Fri, Jan 15, 2016 - Page 18 News List

Injury crisis hits Australian Open build-up

AFP, MELBOURNE, Australia

A combination photograph compiled yesterday and taken from previous Australian Open tennis tournaments in Melbourne of the top five women’s seeds for the 2016 Australian Open, from left to right: Serena Williams of the US, Simona Halep of Romania, Garbine Muguruza of Spain, Agnieszka Radwanska of Poland and Maria Sharapova of Russia. All of them have been dealing with injuries, ahead of the Grand Slam tournament, set to begin on Monday.

Photo: AFP

A catalogue of injuries threatens to play havoc with the Australian Open and put more pressure on women’s tour organizers to reform the playing schedule.

Injuries or illness have felled most of the women’s top 10 in recent weeks, in what is either a hefty dose of bad luck or something more avoidable.

World No. 1 Serena Williams is chief among the injury concerns after she pulled out of the Hopman Cup tournament with a sore knee.

However, the 21-time Grand Slam-winner is not alone, with only her sister Venus and Flavia Pennetta — who has retired — unscathed among the women’s top 10. Simona Halep, Garbine Muguruza, Agnieszka Radwanska and Maria Sharapova have all pulled out of build-up tournaments because of injury concerns.

Meanwhile, Petra Kvitova and Angelique Kerber have been hit by gastroenteritis, while Lucie Safarova is skipping Melbourne because of a problems linked to a bacterial infection.

While illness is largely uncontrollable, Williams, Halep and Sharapova are all still hampered by injuries that affected them last season, whose tail-end was unusually busy.

Problems on the men’s side are also comparatively light, suggesting a link between the injuries and the women’s tour — whose schedule has repeatedly been criticized by players.

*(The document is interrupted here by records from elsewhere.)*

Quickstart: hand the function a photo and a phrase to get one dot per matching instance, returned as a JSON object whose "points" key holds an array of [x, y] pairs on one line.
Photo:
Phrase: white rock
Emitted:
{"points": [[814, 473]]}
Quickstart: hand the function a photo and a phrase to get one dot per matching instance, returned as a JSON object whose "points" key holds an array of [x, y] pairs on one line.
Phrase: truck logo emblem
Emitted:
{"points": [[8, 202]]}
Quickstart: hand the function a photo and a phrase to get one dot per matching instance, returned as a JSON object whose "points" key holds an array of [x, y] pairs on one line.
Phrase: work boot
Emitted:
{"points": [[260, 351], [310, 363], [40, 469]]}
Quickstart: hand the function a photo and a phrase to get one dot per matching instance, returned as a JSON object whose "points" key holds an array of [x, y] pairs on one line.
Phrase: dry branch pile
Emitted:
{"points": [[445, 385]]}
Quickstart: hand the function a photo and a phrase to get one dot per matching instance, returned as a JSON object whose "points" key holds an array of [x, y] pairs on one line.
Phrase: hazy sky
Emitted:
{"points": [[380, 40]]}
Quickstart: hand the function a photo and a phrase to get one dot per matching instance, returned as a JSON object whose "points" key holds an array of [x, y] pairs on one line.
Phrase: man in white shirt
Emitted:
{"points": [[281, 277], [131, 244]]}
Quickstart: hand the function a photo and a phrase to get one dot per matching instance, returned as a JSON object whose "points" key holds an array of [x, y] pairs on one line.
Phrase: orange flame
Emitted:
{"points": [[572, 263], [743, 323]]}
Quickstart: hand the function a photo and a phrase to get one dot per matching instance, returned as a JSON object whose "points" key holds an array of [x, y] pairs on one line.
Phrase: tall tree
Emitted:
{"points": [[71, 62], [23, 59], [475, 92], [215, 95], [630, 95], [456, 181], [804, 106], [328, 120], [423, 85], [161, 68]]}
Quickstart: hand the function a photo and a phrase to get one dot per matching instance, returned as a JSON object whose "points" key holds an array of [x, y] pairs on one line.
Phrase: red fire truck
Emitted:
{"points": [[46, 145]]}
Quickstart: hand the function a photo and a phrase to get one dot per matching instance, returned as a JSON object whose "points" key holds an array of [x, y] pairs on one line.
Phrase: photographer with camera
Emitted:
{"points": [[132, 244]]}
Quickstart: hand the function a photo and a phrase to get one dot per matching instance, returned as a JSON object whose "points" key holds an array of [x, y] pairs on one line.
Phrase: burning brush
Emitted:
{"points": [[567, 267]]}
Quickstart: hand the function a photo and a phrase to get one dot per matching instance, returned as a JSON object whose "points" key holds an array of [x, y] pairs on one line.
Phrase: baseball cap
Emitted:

Incoming Women’s Tennis Association Steve Simon has already promised “fundamental changes” to the demanding calendar after a rash of injuries and withdrawals toward the end of last season.

“Clearly one of the big issues that we have right now is dealing with ... getting our athletes through the season healthy,” he said at the WTA Finals in Singapore.

The women’s season is particularly busy during its final months, when an “Asian swing” kicks in after the year’s last Grand Slam, the US Open.

Last year, places were up for grabs until the last minute at the lucrative, eight-woman WTA Finals, prompting players to push themselves to the limits in a late dash for qualifying points.

Whether injuries have a major impact on the Australian Open remains to be seen, but there are certainly concerns over Serena Williams, who has not played a competitive match since September last year.

The American great retired during her only match at the Hopman Cup in Perth, and Australian Open organizers will hope she meant what she said when she insisted she was “feeling great now.”

Sharapova, injured for much of last season, has also expressed confidence about her recovery from a forearm problem, which first surfaced in September and forced her to drop out of Brisbane.

Second-ranked Halep is having trouble shaking off an achilles injury that also affected her last year, but after withdrawing from Brisbane, she played this week in Sydney.

World No. 3 Muguruza retired from her first match in Brisbane with a foot problem, and fourth-ranked Radwanska withdrew from Sydney with a leg injury.

For women’s legend Martina Navratilova, whose playing career lasted into her late 40s, “the number of injuries withdrawals is still too high.”

“You got to think long-term. Maybe it’s great to have all these tournaments, but at the end of the day, if you don’t have enough players playing, you got a problem,” she said at the WTA Finals.